Northwest Arkansas Democrat-Gazette
Miscalculated fees prove costly to city
Bentonville loses $877,841; impact fee goes uncollected
BENTONVILLE — The city lost nearly $878,000 over six years because it miscalculated fees collected for new development.
The fees for four multifamily developments built between 2009 and 2015 were calculated using the method for commercial instead of multifamily developments, which resulted in $877,841 going uncollected, according to city officials.
The impact fee is a onetime charge to developers to pay for growth-related city services and infrastructure. The fees are collected before the city issues a certificate of occupancy for a new home or building.
The city collected nearly $2.4 million in impact fees — $ 606,435 being sewer fees — in 2015. Last year, it collected nearly $1.9 million — $538,725 in sewer fees.
State law requires the money must be used for capital projects related to growth and must be used within seven years.
Troy Galloway, community and economic development director, explained the situation to each city council member individually before giving a brief presentation to the council at its meeting Tuesday.
“We regret that this happened, and we’ll do everything to make sure it does not happen again,” he said.
When asked why he met with council members privately instead of discussing the details in a meeting open to the public, Galloway said it was a complicated issue and the private meetings allowed them to understand and ask questions. He said the private meetings lasted from 20 minutes to an hour.
Galloway said a public discussion “would have taken a long time. It would have been much more of a confusing topic.”
City staff discovered the error after developers of the Sullivan Square apartment and townhome complex along Southwest I Street asked the city late last year about its fees. Sullivan Square developers claimed their fees were higher than The Trails at Rainbow Curve, another nearby apartment complex that was built in 2014, according to meeting documents.
The city charged The Trails as a commercial rather than residential development, according to meeting documents.

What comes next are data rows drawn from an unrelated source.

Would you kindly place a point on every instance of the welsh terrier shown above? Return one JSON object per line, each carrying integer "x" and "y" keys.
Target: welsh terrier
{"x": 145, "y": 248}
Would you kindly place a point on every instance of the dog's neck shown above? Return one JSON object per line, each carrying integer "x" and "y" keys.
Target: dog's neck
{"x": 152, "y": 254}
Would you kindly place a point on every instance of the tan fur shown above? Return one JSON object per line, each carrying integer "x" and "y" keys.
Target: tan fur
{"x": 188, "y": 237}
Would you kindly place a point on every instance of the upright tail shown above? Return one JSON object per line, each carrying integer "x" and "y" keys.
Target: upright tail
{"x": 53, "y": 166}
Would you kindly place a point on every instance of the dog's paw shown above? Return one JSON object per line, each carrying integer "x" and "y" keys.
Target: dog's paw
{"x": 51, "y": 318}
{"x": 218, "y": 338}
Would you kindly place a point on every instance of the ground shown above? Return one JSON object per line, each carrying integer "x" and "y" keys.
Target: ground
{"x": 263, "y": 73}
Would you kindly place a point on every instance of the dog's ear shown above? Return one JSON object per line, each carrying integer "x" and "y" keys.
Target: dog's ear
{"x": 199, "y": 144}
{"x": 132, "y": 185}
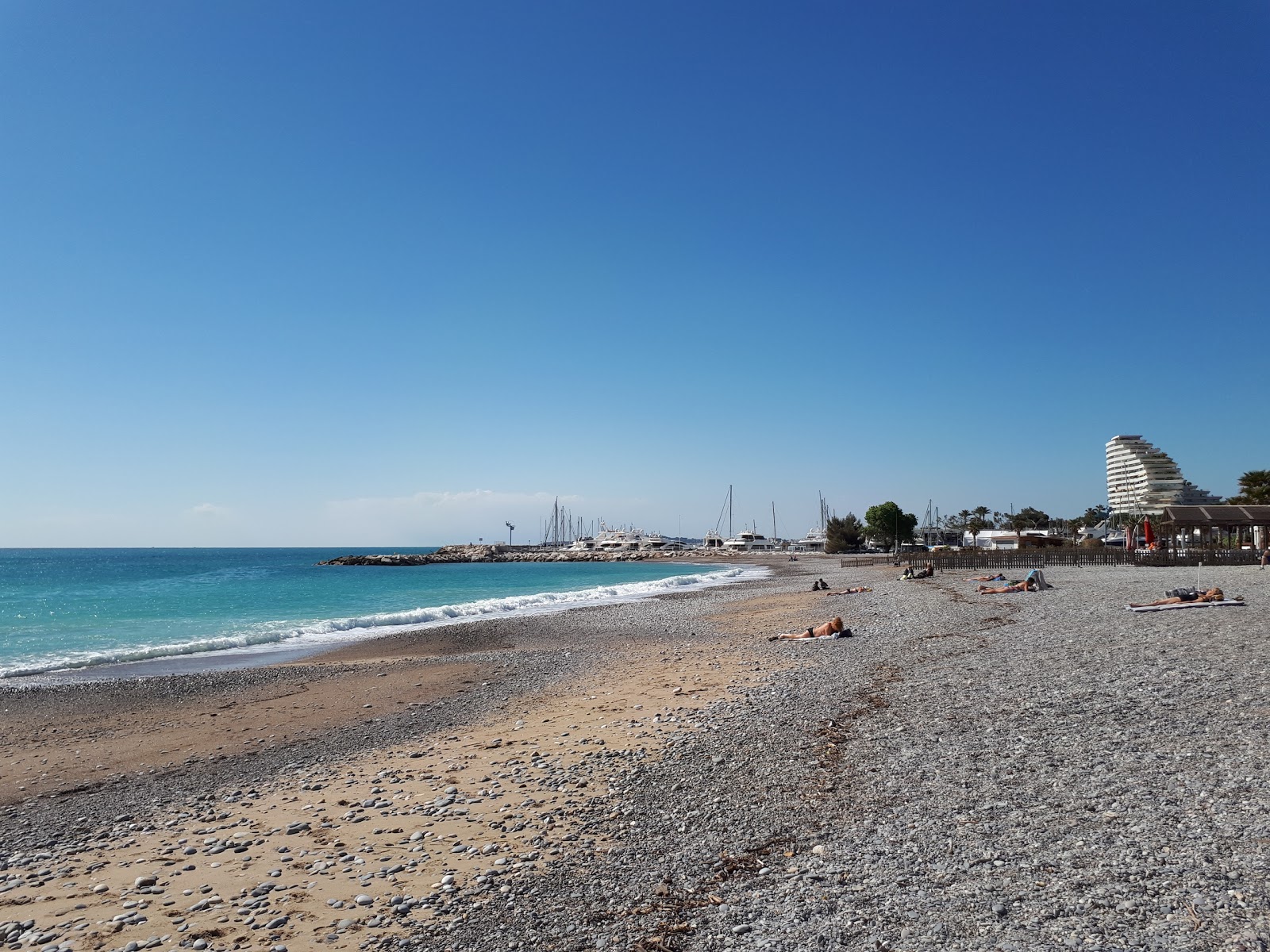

“Every multifamily development in that period of time was treated the same although it was done incorrectly,” Galloway told council members.
The sewer fee was the only impact fee miscalculated, Galloway said. The city also collects fees for fire and emergency medical services, parks, library and police.
The error wasn’t caught and corrected sooner because the infrequency of multifamily developments between 2009 and 2015, Galloway wrote in a memo to council members.
The mistake was a combination of human error and inaccurate software programming, Galloway said. Three clerks did the four assessments, which suggests no one was doing anything intentionally wrong, he said Friday. No one was disciplined for the mistake.
The city stopped collecting water and sewer fees in September 2016 following an analysis and restructuring of all impact fees. It had collected fees for water and sewer since 2002.
“I don’t think any of us like this situation,” Ward 2 council member Chris Sooter said after Galloway’s presentation Tuesday. “It’s never good to uncover a mistake of this magnitude.”
Sooter recommended the
city not pursue trying to get the lost money, especially since the water and sewer fees are no longer collected. The council voted to forgo the money.
“We’ve explored with outside counsel what our options are, and there aren’t any that make sense,” Mayor Bob McCaslin said Tuesday afternoon.
City officials have implemented measures to ensure a similar error doesn’t happen. Those include staff double checking fees charged on all commercial and multifamily developments, having an annual audit for the next three years, having the accounting department double check the calculated formula in the software when a new fee schedule is adopted and better training for city employees whose work involves the fees.